El show, la tremenda fiesta que se preveía como colofón a esta gran jornada, vino precedida además de la confirmación de que el festival vivirá una tercera edición. Quien más, quien menos ya hacía sus quinielas al respecto de los elegidos. Pero antes cabía disfrutar de la “otra” banda del SoilworkBjörn Strid, The Night Flight Orchestra, con las expectativas por las nubes.
Y fíjate que, al menos en mi caso, seis meses atrás ni siquiera les conocía. No alcanza uno a todas las cosas. Pero en lo que al show concierne y nada más ver aparecer al propio Strid envuelto en su habitual capa brilli brilli, la algarabía no puede ser mayor. Y con cierto aire a pura auto reivindicación entregan “Midnight Flyer”, uno de sus cortes más generosos en lo que a desempeño solista se refiere. La sensación que pretenden imbuirnos ya desde el principio es la de que, más que un proyecto paralelo, son una banda de pleno derecho…
… que puede no se tome muy en serio a sí misma, algo a lo que contribuyen esas melodías tan ochenteras que dibujan cortes como “Sometimes The World Ain’t Enough”, con la pareja de coristas (o de azafatas) llevando sus registros allí donde aún no alcanzaba el bueno de Strid. A buen seguro muchos no se esperaban “Divinyls” tan pronto en el set. Uno de sus cortes más efectivos y pegadizos, que pondría a bailar a una inmensa mayoría. Y no, no estaba Sharlee D’Angelo al bajo, pero su relevo, el AvatariumMats Rydström, se mimetizó con la peculiar propuesta de sus paisanos y desde luego pocas dudas caben de su desempeño.

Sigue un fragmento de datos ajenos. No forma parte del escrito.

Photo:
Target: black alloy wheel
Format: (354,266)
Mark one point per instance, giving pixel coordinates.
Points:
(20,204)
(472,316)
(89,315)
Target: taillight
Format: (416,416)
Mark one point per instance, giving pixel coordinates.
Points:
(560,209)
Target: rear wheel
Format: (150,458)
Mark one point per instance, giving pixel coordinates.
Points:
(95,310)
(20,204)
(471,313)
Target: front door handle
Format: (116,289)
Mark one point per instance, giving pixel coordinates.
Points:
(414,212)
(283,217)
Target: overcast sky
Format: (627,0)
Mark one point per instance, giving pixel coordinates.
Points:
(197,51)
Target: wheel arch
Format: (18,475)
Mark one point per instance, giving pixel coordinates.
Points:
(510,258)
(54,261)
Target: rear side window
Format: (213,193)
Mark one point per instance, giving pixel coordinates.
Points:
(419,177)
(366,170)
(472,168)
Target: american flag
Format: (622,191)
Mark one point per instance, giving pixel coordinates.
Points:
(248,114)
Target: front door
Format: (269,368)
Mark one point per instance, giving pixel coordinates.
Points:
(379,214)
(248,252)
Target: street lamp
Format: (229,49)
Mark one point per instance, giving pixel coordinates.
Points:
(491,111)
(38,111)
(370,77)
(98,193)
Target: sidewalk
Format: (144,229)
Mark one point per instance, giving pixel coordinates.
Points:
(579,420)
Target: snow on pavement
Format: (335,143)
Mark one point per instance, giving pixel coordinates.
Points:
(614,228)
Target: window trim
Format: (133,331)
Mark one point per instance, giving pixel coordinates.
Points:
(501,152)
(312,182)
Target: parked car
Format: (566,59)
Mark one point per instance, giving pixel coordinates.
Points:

Al igual que el del propio Strid, que de su comienzo algo tímido desembocó en un derroche de fuerza y carisma que le confirman como el gran frontman que es. “Living for The Nighttime”, “Burn For Me”… pero es finalmente la estupenda “Gemini” la que pone a todo el recinto a dar palmas primero, a bailar después. Como diría cierta criatura amarilla: todo estaba saliendo a pedir de Milhouse. Y mientras que en “Something Mysterious” sobrevuela el nombre de Survivor, Strid abandona su capa para “Paralyzed” pero desde luego no las ganas de agradar y divertir. Que si estábamos vivos, preguntó, como anticipo a los T.N.F.O. más funkies de la noche. Y es que me atrevería a decir que “White Jeans” fue uno de los puntos álgidos no ya de la banda sino del evento en general. Desencadenó una conga entre el público. Detalle este que, pensamos, puede por sí mismo resumir el buen rollo que se respiraba en el recinto. Lo bien que lo estábamos pasando.
Era su último show del año y a buen seguro que la banda lo dio todo para cerrar este Lion Rock Fest por todo lo alto. Alegres y divertidos, habrá a quien se le indigeste tanto azúcar. Ello no quita para que, como demuestran en muchos momentos del set, esta sea una banda con todas las de la ley.
Como nota al pie, nada más despedirse los suecos comenzó a sonar el “Mary On A Cross” de sus paisanos Ghost. ¿Guiño de cara a la edición del año que viene o simple forma de hacer más llevadero el desalojo? Queda algo menos de un año para salir de dudas.
Problemas de sonido del escenario Mahou al margen, fue otra gran edición del Lion Rock Fest. Horarios cumplidos a rajatabla, muy buenos shows, gran ambiente, una organización prácticamente intachable y, ya lo dijimos el año pasado, un recinto de ensueño. Desde luego todos los mimbres necesarios para erigirse en una de esas citas obligadas dentro de nuestra geografía.
Muy mal se nos tiene que dar en Heavy Metal Brigade para que de aquí en doce meses no estemos dando cuenta de la futura tercera edición. Mientras llega no cabe más que agradecer a la organización el trato y todas las facilidades dispuestas de cara a la confección de esta crónica, así como mandar también un saludo a los habituales de siempre, ni siquiera fuera del Principado faltáis a la cita, y ya sabéis: nos vemos en el siguiente.